Essa situação representa um risco sem precedentes para os ecossistemas aquáticos amazônicos, podendo resultar em redução da população de diversas espécies e até mesmo extinção de algumas. Isso porque a exposição constante à alta temperatura pode ser letal para muitos animais, que estão vivendo próximos do limite da sua capacidade de se adaptar a esse calor.
Segundo as medições do porto de Manaus, ao longo do mês de setembro, o rio Negro, que banha a capital amazonense, secou mais de 20 cm por dia. Em outubro, os números estão melhorando, chegando a 13 cm de vazão, mas a seca persiste e, hoje, já é a segunda maior da história. Na última segunda-feira (16), o Rio Negro chegou a sua maior baixa registrada, a um nível de 13,59 metros.
Ocorre que o rio já secou a níveis que se esperam para toda a estação seca, que geralmente vai até novembro, indicando que há chances de se quebrar um recorde nas próximas semanas. É seguro afirmar: o Amazonas está vivendo um fenômeno climático extremo.
Vida aquática em risco.
Como é bem sabido, a região amazônica abriga a maior bacia hidrográfica do mundo, com cerca de 1700 rios. Essas águas se espalham por outros milhares de igarapés – pequenos canais, ou rios menores – que, por sua vez, levam nutrientes para dentro das florestas.
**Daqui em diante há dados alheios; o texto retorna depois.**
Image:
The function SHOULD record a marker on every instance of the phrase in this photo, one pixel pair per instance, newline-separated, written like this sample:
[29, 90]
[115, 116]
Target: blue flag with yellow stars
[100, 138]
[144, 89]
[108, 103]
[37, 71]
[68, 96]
Nessa soma impressionante de água habitam cerca de 20% da variedade de peixes de água doce do planeta, além, é claro, de outros organismos, como insetos, sapos, botos, peixes-boi, ariranhas, jacarés, cobras, tartarugas etc…
A interação dessas espécies com seus habitats permite que a Amazônia preste serviços ecossistêmicos importantes para todo o continente: a evapotranspiração das árvores cria “rios voadores” que levam umidade e água doce para outras bacias hidrográficas. E o gás carbônico, um dos responsáveis pelo aquecimento do planeta, é absorvido pelas plantas, estocado no solo, dissolvido nos rios ou acumulado em turfas.
Os peixes da Amazônia têm um papel ecossistêmico importante para a floresta. Eles são dispersores de sementes, por exemplo, e seus fluxos migratórios entre rios de tipos de água diferentes carregam nutrientes de algumas áreas para outras. Essas espécies de peixes, assim como tantas outras formas de vida, estarão diante de desafios agigantados nos próximos anos.
Segundo dados do Painel Intergovernamental de Mudanças Climáticas da ONU (IPCC), espera-se um aumento de até 7 ºC na temperatura média na região Amazônica neste século, num cenário extremo de maior concentração de gases de efeito estufa na atmosfera. Águas mais quentes são um estressor significativo diretamente relacionado à maior mortalidade de peixes na região.
Períodos como este, de seca intensa e aumento das temperaturas das águas, estão associados à menor disponibilidade de oxigênio nos rios – o que cientistas chamam de hipóxia. Temperatura alta e hipóxia são uma soma de fatores altamente estressante para muitos peixes amazônicos: quanto mais quente, mais intensos ficam seus metabolismos que, por sua vez, requerem mais oxigênio, demandando uma grande quantidade de energia do animal.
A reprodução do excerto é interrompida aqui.